Newport held its first Pride event, Pride in the Port, in September 2022. The first event was held in Belle Vue Park with acts performing in the bandstand and community stalls set up throughout. The 2023 event included a march through Newport city centre, stages set up along the riverfront, and a two-day event schedule.

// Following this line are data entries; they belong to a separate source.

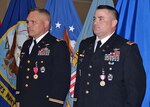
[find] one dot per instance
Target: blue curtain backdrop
(134, 25)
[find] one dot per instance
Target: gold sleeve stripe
(56, 101)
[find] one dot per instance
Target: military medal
(35, 69)
(102, 77)
(35, 76)
(110, 77)
(102, 83)
(42, 69)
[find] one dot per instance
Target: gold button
(88, 83)
(27, 77)
(86, 92)
(28, 69)
(28, 61)
(26, 85)
(47, 96)
(90, 66)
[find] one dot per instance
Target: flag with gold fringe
(13, 33)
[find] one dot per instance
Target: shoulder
(28, 41)
(88, 40)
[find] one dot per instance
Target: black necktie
(34, 46)
(98, 45)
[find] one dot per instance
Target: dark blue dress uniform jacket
(123, 83)
(52, 59)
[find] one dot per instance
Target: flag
(134, 25)
(87, 31)
(0, 23)
(13, 33)
(65, 23)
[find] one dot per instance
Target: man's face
(36, 25)
(103, 23)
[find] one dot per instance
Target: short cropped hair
(40, 10)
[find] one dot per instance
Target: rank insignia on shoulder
(130, 43)
(44, 52)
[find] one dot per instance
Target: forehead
(102, 12)
(33, 15)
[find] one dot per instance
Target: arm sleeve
(134, 76)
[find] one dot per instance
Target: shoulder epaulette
(130, 43)
(58, 40)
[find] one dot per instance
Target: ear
(114, 23)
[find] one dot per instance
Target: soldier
(110, 72)
(44, 72)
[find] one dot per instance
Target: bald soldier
(44, 71)
(110, 71)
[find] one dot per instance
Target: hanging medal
(102, 77)
(35, 69)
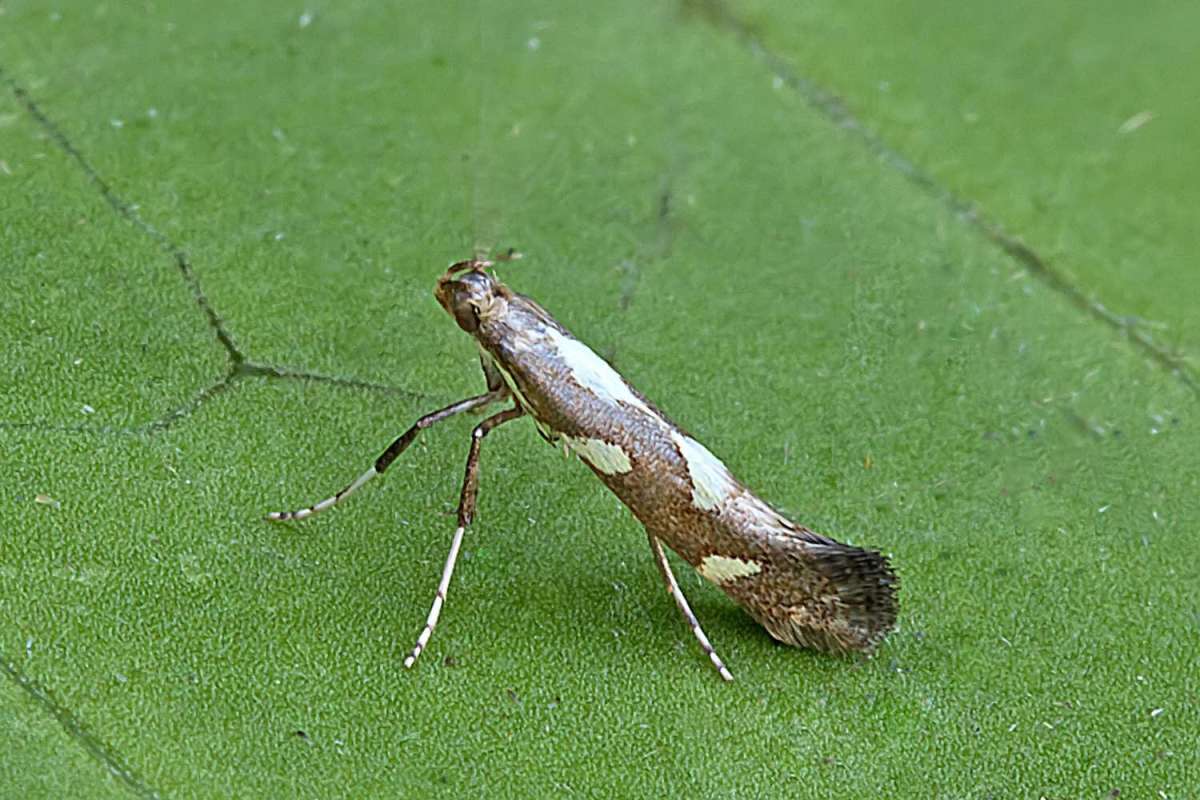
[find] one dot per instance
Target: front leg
(394, 450)
(466, 513)
(660, 557)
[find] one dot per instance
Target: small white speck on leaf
(1135, 122)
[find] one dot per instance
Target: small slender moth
(805, 589)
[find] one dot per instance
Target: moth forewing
(804, 588)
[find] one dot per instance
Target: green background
(922, 275)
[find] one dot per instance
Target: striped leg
(390, 453)
(466, 513)
(682, 602)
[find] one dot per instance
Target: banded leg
(389, 455)
(466, 513)
(684, 608)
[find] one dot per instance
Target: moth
(803, 588)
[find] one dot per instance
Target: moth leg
(684, 608)
(466, 513)
(391, 452)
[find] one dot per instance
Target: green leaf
(220, 230)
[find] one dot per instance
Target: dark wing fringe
(855, 613)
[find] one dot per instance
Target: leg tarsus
(466, 513)
(660, 557)
(400, 445)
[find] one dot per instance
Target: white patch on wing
(711, 481)
(720, 569)
(609, 458)
(593, 373)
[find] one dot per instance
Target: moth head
(469, 294)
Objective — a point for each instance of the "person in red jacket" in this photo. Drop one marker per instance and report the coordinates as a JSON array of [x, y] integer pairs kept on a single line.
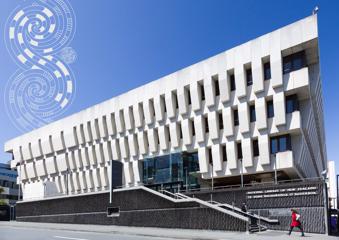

The next event will take place on 5 September 2026 as part of the UK Pride celebrations.

=== Pembrokeshire ===

==== Pembrokeshire ====
Pembrokeshire Pride is celebrated annually.

=== Powys ===

==== Brecon ====
Brecon Pride is celebrated in the month of July. It is next scheduled for 25 July 2026. The first iteration of Brecon Pride occurred in 2023 with assistance from a team of volunteers and Brecon Town Council.

==== Machynlleth ====
Machynlleth Pride is celebrated in the month of May, with its most recent celebration falling on 16 May 2026. The event attracted over 500 people.

=== Rhondda Cynon Taf ===

==== Rhondda Cynon Taf ====
Rhondda Cynon Taf (RCT) celebrates pride in the month of July. The next RCT Pride celebration is scheduled for 25 July 2026.

=== Swansea ===

==== Swansea ====
Swansea Pride is celebrated in the month of May, with its most recent celebration falling on 16 May 2026. The Pride Parade's route takes attendees through the centre of the city. In 2026, it began at Wind Street and ended at Guildhall Road South.

=== Torfaen ===

==== Torfaen ====
Torfaen Pride is celebrated in the month of June, with its most recent celebration on 6 June 2026.

=== Wrexham ===

==== Wrexham ====
Wrexham Pride is celebrated in the month of July. It is next due to take place on 25 July 2026.